“As Intermitências da Morte”, de José Saramago, é um livro que fala sobre a importância da morte nas nossas vidas e sobre a sua ausência. A companhia de teatro da Benedita, Gambuzinos com 1 Pé de Fora, apresentou no Festival Books&Movies a adaptação da obra, sob a encenação do director artístico do Chapitô, José Carlos Garcia.
Imagine uma cidade onde quando entra o novo ano deixam de morrer pessoas. Foi este o ponto de partida da obra “As Intermitências da Morte”, de José Saramago. “No dia seguinte, ninguém morreu”, são as palavras que iniciam o livro.
Os Gambuzinos, com oito actores em palco, começam por se “transformar” em médicos e enfermeiros, que analisam os pacientes presos à vida por um fio, que não largam. Simulam depois o barulho de sirenes e de ocupadas salas de chamadas telefónicas de quartéis de bombeiros e redacções, onde se fala da falta de actividade por não haver mortos.
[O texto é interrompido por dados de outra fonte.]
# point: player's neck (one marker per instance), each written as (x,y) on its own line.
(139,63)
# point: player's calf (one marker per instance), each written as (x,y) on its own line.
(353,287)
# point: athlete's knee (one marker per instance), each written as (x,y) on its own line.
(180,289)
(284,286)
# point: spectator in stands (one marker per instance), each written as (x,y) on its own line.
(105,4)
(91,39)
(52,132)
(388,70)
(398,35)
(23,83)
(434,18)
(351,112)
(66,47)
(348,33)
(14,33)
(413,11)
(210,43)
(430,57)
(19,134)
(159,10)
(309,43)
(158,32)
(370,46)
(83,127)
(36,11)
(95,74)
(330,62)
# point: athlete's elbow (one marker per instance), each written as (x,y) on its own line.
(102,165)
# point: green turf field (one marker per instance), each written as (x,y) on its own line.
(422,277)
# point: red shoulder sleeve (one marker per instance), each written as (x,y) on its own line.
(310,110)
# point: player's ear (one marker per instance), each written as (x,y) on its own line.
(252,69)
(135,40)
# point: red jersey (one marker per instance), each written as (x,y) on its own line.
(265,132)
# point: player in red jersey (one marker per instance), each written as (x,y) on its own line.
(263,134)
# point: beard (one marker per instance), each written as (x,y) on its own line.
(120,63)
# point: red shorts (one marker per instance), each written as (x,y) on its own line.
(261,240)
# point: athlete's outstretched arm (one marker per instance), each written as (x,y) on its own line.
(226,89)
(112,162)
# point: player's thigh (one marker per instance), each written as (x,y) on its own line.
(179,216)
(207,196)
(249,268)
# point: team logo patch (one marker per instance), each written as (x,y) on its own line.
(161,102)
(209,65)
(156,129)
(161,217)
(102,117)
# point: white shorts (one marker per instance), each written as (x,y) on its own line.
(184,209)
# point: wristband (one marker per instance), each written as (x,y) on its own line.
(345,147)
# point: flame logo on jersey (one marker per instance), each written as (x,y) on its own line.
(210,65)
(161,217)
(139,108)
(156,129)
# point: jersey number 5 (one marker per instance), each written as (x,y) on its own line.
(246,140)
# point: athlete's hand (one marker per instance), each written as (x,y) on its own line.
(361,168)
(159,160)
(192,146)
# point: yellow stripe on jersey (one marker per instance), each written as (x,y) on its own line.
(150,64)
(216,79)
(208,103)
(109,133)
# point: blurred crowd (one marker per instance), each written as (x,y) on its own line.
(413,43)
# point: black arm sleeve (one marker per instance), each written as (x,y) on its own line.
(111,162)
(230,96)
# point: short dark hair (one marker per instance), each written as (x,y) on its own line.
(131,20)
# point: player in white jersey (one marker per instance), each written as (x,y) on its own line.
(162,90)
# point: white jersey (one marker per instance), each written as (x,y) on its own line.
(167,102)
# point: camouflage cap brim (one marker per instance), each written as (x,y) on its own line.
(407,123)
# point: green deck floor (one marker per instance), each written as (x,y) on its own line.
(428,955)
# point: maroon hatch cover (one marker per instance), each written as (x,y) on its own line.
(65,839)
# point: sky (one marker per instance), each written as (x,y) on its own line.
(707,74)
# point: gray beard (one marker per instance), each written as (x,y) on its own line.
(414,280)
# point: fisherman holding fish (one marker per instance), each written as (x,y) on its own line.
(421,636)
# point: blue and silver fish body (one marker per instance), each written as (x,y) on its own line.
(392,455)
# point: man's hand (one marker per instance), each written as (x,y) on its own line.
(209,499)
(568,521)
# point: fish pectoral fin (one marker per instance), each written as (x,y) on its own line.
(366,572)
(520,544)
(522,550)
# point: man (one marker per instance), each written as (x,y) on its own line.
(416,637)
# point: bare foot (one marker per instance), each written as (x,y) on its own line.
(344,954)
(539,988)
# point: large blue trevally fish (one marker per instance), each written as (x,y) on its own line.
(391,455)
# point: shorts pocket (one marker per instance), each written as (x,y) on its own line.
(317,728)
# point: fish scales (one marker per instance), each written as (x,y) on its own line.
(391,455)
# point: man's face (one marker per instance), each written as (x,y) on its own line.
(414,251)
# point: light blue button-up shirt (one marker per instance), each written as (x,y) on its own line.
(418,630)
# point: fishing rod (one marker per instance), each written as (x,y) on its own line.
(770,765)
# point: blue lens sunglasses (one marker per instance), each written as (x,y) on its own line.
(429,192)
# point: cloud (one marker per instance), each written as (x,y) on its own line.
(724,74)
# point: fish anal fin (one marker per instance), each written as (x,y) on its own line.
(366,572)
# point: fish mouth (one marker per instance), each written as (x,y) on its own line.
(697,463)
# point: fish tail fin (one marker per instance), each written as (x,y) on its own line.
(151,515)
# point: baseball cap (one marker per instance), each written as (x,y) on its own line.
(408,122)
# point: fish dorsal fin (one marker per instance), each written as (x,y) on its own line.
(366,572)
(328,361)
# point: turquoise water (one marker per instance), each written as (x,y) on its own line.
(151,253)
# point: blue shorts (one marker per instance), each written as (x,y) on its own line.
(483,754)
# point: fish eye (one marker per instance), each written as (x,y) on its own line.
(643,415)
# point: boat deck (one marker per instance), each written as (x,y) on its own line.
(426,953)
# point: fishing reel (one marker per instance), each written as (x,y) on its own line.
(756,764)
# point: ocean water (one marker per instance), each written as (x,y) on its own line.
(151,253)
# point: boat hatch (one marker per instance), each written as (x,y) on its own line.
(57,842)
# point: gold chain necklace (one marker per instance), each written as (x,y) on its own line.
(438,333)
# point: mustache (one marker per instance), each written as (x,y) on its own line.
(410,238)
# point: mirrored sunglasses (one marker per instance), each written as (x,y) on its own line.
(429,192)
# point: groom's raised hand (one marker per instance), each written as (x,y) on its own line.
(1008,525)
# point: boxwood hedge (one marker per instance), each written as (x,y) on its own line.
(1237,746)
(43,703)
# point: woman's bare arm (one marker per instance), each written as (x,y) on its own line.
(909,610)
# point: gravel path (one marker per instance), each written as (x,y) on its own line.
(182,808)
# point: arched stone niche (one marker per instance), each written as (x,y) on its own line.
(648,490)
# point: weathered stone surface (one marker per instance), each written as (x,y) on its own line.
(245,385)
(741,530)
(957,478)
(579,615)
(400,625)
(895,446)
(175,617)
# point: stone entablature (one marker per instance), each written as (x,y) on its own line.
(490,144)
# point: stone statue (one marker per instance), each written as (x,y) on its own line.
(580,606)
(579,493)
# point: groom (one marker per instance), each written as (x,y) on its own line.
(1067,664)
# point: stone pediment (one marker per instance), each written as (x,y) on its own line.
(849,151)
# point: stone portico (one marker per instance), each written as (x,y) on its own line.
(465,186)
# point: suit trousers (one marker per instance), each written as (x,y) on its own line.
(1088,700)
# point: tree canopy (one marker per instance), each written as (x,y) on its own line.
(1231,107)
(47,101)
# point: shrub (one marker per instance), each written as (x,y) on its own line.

O fim da morte, que seria supostamente algo de bom, começa a tornar-se num autêntico pesadelo.
Em menos de nada saem à rua os jornalistas a dar conta do sucedido, com um sensacionalismo reprovável. Há programas a falar da “greve da morte”, onde se nota a dificuldade em gerar consensos.
Todos os que vivem da morte estão agora preocupados, mas o Ministro diz que não existe razão para alarme. Mas o Papa não está de acordo, uma vez que “sem morte não há ressurreição e sem ressurreição não há Igreja”. E não só a católica, todas as religiões deixam de ter razão para existir.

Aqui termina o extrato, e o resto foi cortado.